The queries return the timestamp for the maximum point that appears in the raw data.

Use a single selector function with multiple field keys and without a specified time range
  1. > SELECT FIRST(*) FROM "h2o_feet"
  2. name: h2o_feet
  3. time first_level description first_water_level
  4. ---- ----------------------- -----------------
  5. 1970-01-01T00:00:00Z between 6 and 9 feet 8.12
  6. > SELECT MAX(*) FROM "h2o_feet"
  7. name: h2o_feet
  8. time max_water_level
  9. ---- ---------------
  10. 2015-08-29T07:24:00Z 9.964

The first query returns the InfluxDB equivalent of a null timestamp (epoch 0: 1970-01-01T00:00:00Z) as the timestamp.
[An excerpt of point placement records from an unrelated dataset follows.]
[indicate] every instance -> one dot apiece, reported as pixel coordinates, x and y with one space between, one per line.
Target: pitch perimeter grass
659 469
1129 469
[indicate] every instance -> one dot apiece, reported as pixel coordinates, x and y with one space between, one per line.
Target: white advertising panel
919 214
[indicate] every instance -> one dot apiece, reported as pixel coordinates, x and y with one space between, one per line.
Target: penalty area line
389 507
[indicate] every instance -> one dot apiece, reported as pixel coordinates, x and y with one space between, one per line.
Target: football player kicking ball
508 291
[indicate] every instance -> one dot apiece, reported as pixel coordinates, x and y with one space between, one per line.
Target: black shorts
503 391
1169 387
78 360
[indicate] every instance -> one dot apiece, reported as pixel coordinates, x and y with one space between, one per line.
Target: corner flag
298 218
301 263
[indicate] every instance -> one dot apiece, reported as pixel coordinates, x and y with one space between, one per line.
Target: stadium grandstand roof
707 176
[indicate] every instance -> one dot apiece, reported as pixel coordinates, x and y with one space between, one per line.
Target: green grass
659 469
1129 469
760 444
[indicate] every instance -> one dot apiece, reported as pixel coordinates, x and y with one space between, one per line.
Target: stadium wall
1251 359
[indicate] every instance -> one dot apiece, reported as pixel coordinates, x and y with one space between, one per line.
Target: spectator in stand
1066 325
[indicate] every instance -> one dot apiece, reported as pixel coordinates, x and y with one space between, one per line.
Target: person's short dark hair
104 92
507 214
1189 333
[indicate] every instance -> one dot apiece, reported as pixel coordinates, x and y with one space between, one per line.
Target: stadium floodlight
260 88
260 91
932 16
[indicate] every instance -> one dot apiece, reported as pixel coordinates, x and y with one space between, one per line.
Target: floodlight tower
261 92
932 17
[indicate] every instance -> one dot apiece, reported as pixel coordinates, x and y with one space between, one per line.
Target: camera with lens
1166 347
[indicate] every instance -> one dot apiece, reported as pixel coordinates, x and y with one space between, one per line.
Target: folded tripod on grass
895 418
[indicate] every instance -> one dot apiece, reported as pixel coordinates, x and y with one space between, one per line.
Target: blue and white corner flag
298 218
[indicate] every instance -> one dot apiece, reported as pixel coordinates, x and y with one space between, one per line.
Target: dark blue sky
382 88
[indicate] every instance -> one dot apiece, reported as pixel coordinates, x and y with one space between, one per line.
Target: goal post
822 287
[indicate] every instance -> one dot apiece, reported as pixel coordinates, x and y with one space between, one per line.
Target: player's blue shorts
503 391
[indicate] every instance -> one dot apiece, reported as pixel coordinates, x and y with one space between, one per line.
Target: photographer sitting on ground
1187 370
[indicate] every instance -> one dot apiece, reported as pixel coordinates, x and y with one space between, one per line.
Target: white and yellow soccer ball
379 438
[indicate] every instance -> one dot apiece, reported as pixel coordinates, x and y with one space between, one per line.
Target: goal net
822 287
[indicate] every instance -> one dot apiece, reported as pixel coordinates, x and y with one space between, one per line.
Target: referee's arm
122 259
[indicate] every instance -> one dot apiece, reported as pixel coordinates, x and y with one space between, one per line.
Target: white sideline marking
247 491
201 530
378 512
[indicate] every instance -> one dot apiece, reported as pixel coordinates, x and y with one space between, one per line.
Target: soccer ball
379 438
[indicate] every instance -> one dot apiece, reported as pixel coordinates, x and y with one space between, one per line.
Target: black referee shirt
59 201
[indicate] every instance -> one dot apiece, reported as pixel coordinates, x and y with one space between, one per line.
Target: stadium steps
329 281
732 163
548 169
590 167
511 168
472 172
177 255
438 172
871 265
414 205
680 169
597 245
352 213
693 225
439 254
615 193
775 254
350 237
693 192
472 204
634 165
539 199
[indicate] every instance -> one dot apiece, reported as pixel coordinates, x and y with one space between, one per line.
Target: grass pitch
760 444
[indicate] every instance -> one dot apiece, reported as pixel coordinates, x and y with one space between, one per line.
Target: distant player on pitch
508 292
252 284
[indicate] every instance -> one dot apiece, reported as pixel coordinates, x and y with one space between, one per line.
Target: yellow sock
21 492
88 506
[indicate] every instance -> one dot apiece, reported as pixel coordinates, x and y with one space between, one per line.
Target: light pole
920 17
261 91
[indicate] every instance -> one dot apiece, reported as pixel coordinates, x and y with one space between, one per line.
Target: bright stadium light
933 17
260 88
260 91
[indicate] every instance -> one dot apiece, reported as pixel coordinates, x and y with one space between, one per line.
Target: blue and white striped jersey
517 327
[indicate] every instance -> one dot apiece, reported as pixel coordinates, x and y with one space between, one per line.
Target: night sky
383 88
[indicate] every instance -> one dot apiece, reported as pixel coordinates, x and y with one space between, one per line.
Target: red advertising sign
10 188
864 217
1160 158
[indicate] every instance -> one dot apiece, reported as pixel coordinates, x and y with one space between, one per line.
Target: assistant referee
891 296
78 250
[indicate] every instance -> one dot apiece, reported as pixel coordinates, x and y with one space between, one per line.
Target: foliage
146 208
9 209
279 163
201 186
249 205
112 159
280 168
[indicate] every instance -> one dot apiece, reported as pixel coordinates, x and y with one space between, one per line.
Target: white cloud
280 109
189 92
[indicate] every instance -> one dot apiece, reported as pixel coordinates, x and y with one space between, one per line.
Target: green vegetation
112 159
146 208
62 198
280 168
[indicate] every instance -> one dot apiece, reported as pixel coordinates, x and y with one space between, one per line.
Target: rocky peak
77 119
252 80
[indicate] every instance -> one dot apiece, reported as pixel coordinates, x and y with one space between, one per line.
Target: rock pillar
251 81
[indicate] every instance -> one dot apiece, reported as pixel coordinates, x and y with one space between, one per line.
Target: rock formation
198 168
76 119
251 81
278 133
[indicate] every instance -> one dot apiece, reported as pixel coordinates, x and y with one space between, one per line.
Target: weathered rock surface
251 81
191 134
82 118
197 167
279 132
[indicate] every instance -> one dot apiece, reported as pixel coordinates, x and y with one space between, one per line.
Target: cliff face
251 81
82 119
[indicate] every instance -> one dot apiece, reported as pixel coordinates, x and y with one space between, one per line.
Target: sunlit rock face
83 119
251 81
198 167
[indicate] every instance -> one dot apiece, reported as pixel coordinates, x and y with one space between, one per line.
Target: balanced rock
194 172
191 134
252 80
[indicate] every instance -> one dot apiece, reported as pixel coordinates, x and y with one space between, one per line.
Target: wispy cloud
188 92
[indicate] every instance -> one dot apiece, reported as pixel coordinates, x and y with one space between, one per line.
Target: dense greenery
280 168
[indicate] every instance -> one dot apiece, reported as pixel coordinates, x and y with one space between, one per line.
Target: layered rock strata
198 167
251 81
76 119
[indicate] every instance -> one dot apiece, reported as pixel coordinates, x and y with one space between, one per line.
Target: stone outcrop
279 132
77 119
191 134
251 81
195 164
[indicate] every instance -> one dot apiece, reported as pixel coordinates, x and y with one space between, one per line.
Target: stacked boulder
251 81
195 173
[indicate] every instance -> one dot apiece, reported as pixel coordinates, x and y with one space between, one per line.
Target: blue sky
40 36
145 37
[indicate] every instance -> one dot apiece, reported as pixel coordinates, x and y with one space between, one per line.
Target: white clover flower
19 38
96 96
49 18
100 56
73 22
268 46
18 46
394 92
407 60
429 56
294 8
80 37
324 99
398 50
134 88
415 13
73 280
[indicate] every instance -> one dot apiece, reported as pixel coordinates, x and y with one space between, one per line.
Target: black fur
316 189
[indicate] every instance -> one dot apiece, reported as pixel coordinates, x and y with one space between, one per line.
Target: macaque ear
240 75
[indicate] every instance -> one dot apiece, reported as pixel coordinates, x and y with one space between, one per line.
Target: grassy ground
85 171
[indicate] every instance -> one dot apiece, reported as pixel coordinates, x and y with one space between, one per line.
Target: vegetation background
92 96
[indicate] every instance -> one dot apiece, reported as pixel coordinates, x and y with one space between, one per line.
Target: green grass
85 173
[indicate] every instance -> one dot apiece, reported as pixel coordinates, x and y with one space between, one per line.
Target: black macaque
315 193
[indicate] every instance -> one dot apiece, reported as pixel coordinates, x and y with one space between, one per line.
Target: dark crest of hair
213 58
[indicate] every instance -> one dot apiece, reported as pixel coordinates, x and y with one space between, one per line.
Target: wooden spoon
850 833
FIRST(*) returns two timestamps (one for each field key in the h2o_feet measurement) so the system overrides those timestamps with the null timestamp equivalent.

The second query returns the timestamp for the maximum point that appears in the raw data. MAX(*) returns one timestamp (the h2o-feet measurement has only one numerical field) so the system does not overwrite the original timestamp.

Use a selector function with another function and without a specified time range
  1. > SELECT MAX("water_level"),MIN("water_level") FROM "h2o_feet"
  2. name: h2o_feet
  3. time max min
  4. ---- --- ---
  5. 1970-01-01T00:00:00Z 9.964 -0.61

The query returns the InfluxDB equivalent of a null timestamp (epoch 0: 1970-01-01T00:00:00Z) as the timestamp. The MAX() and MIN() functions return different timestamps so the system has no single timestamp to return.

Use a selector function with another function and with a specified time range
  1. > SELECT MAX("water_level"),MIN("water_level") FROM "h2o_feet" WHERE time >= '2015-08-18T00:00:00Z'
  2. name: h2o_feet
  3. time max min
  4. ---- --- ---
  5. 2015-08-18T00:00:00Z 9.964 -0.61

The query returns the lower time bound (WHERE time >= '2015-08-18T00:00:00Z') as the timestamp.

Use a selector function with a GROUP BY time() clause
  1. > SELECT MAX("water_level") FROM "h2o_feet" WHERE time >= '2015-08-18T00:00:00Z' AND time <= '2015-08-18T00:18:00Z' GROUP BY time(12m)
  2. name: h2o_feet
  3. time max
  4. ---- ---
  5. 2015-08-18T00:00:00Z 8.12
  6. 2015-08-18T00:12:00Z 7.887

The query returns the lower time bound for each GROUP BY time() interval as the timestamp.